Solving ODEs w/ Frobenius Method: Q on b, c as Funcs of x

[Master J]

I have been looking at the Frobenius method for solving ODEs of the form. I have a few questions on it.


(x^2)y'' + xby' + cy = 0

If b and c are functions of x, does one use the Frobenius method, where as if they are constants, it is an Euler Cauchy equation and you use y = x^r ??

Thats the first Q. anyway.

Thanks folks!

 

[matematikawan]

y=x^r only works for the Euler-Cauchy equation, i.e. b and c are constants.

If b and c are functions of x, you cannot use the try function y=x^r.

 

[Master J]

Thanks for cledaring that up.

I'm having trouble applying the method. My textbook, (which I won't name but it's approach and exlanation in this section is absolutely terrible) isn't helping me much.

I have been trying to solve, for example,

xy'' + 5y' + xy = 0

So I get

SUM(n + r)(N + r -1)(a_n)x^(n + r -2) + SUM(5)(n + r)(a_n)x^(n + R -2) + SUM(a_n)x^(n + r +1) = 0

where SUM is the sum to infinity from n = 0.

and the general solution is of form y=(x^r)SUM(a_n)(x^n)


I don't know what to do know. The book's next steps are done without explanation really.
Can someone help me??

 

[matematikawan]

x=0 is a regular singular point.
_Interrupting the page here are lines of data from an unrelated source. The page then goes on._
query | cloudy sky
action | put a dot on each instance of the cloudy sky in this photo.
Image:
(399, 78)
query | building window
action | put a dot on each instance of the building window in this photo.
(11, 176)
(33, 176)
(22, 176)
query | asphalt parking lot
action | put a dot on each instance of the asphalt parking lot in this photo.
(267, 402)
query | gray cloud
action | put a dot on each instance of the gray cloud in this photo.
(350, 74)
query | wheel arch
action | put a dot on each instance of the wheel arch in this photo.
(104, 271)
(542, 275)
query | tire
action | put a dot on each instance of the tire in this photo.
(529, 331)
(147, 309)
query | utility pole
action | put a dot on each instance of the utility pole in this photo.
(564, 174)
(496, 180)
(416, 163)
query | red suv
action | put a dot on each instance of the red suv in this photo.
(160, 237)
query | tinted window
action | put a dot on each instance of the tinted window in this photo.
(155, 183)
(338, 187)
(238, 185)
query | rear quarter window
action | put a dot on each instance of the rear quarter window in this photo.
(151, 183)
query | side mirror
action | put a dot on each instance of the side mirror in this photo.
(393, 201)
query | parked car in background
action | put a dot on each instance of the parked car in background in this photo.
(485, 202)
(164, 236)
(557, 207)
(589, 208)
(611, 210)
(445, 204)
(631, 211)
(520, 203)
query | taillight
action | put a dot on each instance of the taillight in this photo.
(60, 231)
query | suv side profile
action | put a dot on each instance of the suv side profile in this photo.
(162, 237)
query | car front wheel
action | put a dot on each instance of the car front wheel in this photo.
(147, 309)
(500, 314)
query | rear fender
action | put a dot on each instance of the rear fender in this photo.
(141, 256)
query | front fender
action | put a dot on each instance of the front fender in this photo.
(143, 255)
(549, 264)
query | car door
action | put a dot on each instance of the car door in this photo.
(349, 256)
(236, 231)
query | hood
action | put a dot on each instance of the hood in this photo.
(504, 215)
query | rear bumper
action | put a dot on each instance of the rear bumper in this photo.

There is at least one solution of the form y=(x^r)SUM(a_n)(x^n)
where r satisfy the indicial equation r²+4r=0.
r₁=0 , r₂=-4 and r₁-r₂ is an integer in this case.

The Frobenius method only guarantee for r=0 (the larger root) but not for r=-4 (but there is no harm for trying)

If you know anything about Bessel equation, I would suggest you solve the equation using the substitution z=x²y.